FinCEN Rules on Status of Virtual Currency Miners and Investors as Money Service Businesses


The Financial Crimes Enforcement Network (FinCEN) has issued two rulings regarding the status of virtual currency miners and investors as money service businesses (MSB) under the Bank Secrecy Act (BSA). The rulings address whether engaging in the activities at issue would make a company a money transmitter under the BSA.

“Virtual” currency, unlike real currency (as defined by FinCEN), is not coin or paper money designated as legal tender and customarily exchanged for the purchase of goods and services. This type of currency exists in electronic form and may operate like real currency in electronic transactions but does not enjoy all of the attributes of real money and does not constitute legal tender.

The rulings both involve “convertible” virtual currency, a type of virtual currency that either has an equivalent value in real currency or virtual currency that substitutes for real currency. They draw on Guidance FIN-2013-G001, which was issued by FinCEN in March 2013 and was the subject of a prior legal alert. In the Guidance, FinCEN indicated that it did not consider someone who obtains convertible virtual currency and uses it to purchase real or virtual goods or services (referred to as a “user”) an MSB.

Investment Activity

In FIN-2014-R002, FinCEN concluded that a company’s periodic investment in convertible virtual currency, and its production and distribution of software to facilitate the company’s purchase of such currency for its own investment, would not make the company a money transmitter under the BSA. The company intended to purchase virtual convertible currency from sellers and resell it at its discretion whenever such purchases and sales made investment sense under the company’s business plan. A seller would offer its virtual currency to the company via the company’s software and choose among several options for receiving the equivalent in currency of legal tender (such as by check or prepaid card).

The ruling found that to the extent the company purchased and sold convertible virtual currency exclusively as an investment according to its own business plan, such activity was not deemed to be engaging in the business of exchanging such currency for currency of legal tender for other persons. According to FinCEN, in conducting such transactions, the company was effectively acting as a “user” of convertible virtual currency within the meaning of the Guidance.

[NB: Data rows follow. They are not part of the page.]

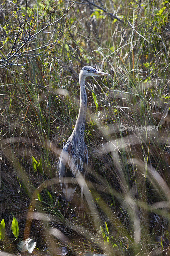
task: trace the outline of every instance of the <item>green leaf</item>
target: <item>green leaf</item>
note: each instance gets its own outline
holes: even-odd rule
[[[40,171],[40,172],[41,174],[42,174],[42,158],[41,157],[39,164],[37,165],[37,167],[38,168],[38,170]]]
[[[32,156],[32,160],[33,161],[33,170],[34,172],[35,172],[37,169],[38,163],[33,156]]]
[[[95,103],[96,107],[96,108],[97,109],[98,108],[98,107],[99,107],[99,104],[98,104],[98,102],[97,101],[96,96],[94,94],[94,93],[93,91],[92,91],[92,95],[93,96],[93,99],[94,100],[94,103]]]
[[[3,240],[5,238],[5,225],[3,219],[0,223],[0,240]]]
[[[13,219],[12,222],[11,229],[14,236],[17,238],[19,233],[19,227],[17,219],[14,217],[13,217]]]
[[[104,232],[103,230],[103,228],[102,228],[101,227],[100,227],[100,230],[101,230],[101,234],[102,234],[102,236],[103,236],[103,238],[105,238],[106,236],[105,236],[105,234],[104,233]]]
[[[107,231],[107,233],[109,235],[109,231],[108,230],[108,228],[107,228],[107,223],[105,222],[105,225],[106,226],[106,231]]]
[[[51,202],[52,203],[53,202],[53,197],[52,197],[52,196],[51,196],[51,194],[50,194],[50,192],[49,192],[48,190],[47,190],[47,189],[46,191],[47,191],[47,192],[48,194],[48,197],[49,198],[50,201],[51,201]]]

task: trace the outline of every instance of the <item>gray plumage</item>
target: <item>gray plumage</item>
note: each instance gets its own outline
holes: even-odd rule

The ruling includes several cautions. First, FinCEN cautioned that transfers to third parties at the behest of the company’s counterparties, creditors, or owners entitled to direct payments could constitute money transmission. Second, it cautioned that further analysis would be required to determine the company’s regulatory status if it were to provide services to others (including investment-related or brokerage services) that involved accepting and transmitting convertible virtual currency or its exchange for currency of legal tender or another convertible virtual currency. Third, the company was cautioned that it would become a money transmitter if it were to engage in the business of exchanging any virtual currency against currency of legal tender or other convertible virtual currency.

Mining Operations

In FIN-2014-R001, FinCEN concluded that a company would not be a money transmitter to the extent it disposed of Bitcoins it had mined by either of the following methods:

  • Using such Bitcoins to pay for the purchase of goods or services, pay debts it had previously incurred, or make distributions to its owners
  • Converting such Bitcoins to real currency or another convertible virtual currency, so long as the resulting funds were used solely to make any of the foregoing payments or for the company’s own investment purposes

In FinCEN’s view, such activities made the company a “user” of convertible virtual currency and not an MSB.

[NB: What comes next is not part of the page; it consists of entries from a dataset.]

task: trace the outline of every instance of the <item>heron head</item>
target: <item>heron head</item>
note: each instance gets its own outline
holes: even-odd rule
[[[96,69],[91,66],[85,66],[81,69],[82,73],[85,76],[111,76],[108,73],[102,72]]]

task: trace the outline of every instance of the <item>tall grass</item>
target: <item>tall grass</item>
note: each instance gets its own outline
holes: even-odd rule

As in its ruling on investment activity, FinCEN cautioned that transfers to third parties at the behest of sellers, creditors, owners, or counterparties involved in such transactions could constitute money transmission. FinCEN further cautioned that the company could also be engaged in money transmission if it were to engage in any other activity constituting acceptance and transmission of currency of legal tender or virtual currency.

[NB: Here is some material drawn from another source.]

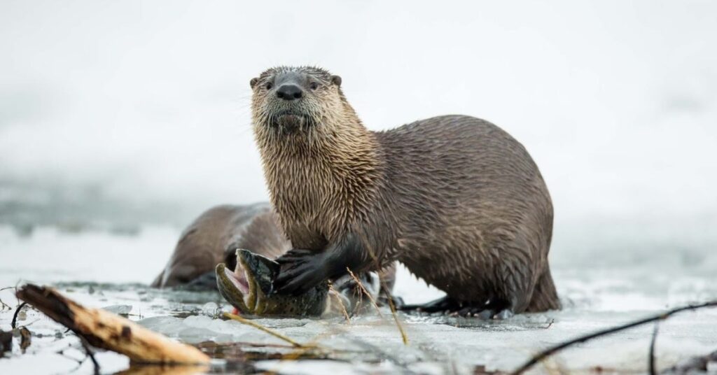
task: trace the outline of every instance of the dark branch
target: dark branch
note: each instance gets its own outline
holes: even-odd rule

Ballard Spahr's Bank Regulation and Supervision and Consumer Financial Services Groups regularly counsel bank and nonbank clients on anti-money laundering compliance and represent them in enforcement actions. Members of the Consumer Financial Services Group who are also part of the Privacy and Data Security Group guide clients through the legal issues that arise when conducting business and sales online and interface with regulators in the e-commerce space.

In November 2013, Ballard Spahr partner Mercedes Kelley Tunstall, who leads the Privacy and Data Security Group, testified on virtual currencies before two subcommittees of the U.S. Senate Committee on Banking, Housing and Urban Affairs.

DISCLAIMER: Because of the generality of this update, the information provided herein may not be applicable in all situations and should not be acted upon without specific legal advice based on particular situations.